The final installment of the rebooted Planet of the Apes series is spectacular stuff, but also admirably grim and apocalyptic, as we side with the hominids as we do with the misunderstood X-Men and even George Romero’s hated zombies. And there aren’t many $150 million dollar American summer action blockbusters designed to make you feel guilty about being human.

It’s been 15 years after the events of Rise of the Planet of the Apes and the world has been decimated by the ‘simian flu’ introduced at the end of that film and already seen to be laying waste to the masses as we got into Dawn of the Planet of the Apes. The remaining military types in ‘The North’ (British Columbia?) are fighting the increasingly smart apes, as the uprising instigated by the late Koba (Toby Kebbell greenscreened for dream sequences) continues. Caesar (Andy Serkis FXed again), however, has become a pacifist and is trying to stop the violence and protect his family and friends, which are seen in tender, tight-knit family units and loyal groups in a way glaringly at odds with most of the horrible homo sapiens here.

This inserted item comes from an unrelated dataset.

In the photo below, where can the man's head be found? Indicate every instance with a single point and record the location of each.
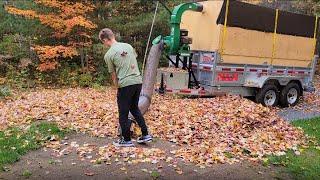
(107, 37)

After the forces of ‘The Colonel’ (Woody Harrelson) attack, Caesar sends the others away (including his surviving son Cornelius, so-named in a wink to the original pics), and he strikes out to take on the humans with a trio of his followers: chimp Rocket (Terry Notary), gorilla Luca (Michael Adamthwaite) and kindly orangutan Maurice (Karin Konoval), who’s uneasy with Caesar’s thirst for vengeance. This beautifully-CGed quartet wind up teaming with sadly funny ‘Bad Ape’ (Steve Zahn) and a mute child nicely played by Amiah Miller, and soon they’re at the snowbound stronghold of Woody’s Colonel and his men (and yes, they are notably almost all men which, ahem, must mean something).

Pierre Boulle wrote the original Monkey Planet (a.k.a. La Planète Des Singes) in 1963 and foolishly thought it unfilmable, and he was surprised by the huge success of the whole Apes thing, especially as he thought it too dark for Hollywood – and even now you could well be thinking the same thing. The jaundiced end-of-the-‘60s atmosphere of the original series has been replaced, however, by a more environmental edge which never quite feels shrill, as well as an anti-American bent (note the use of The Star-Spangled Banner and lots of talk of borders) and, by way of Harrelson’s formidable performance, a caustic condemnation of the evils of power, ego and revenge.

And is it too late to ask if we can’t all just get along?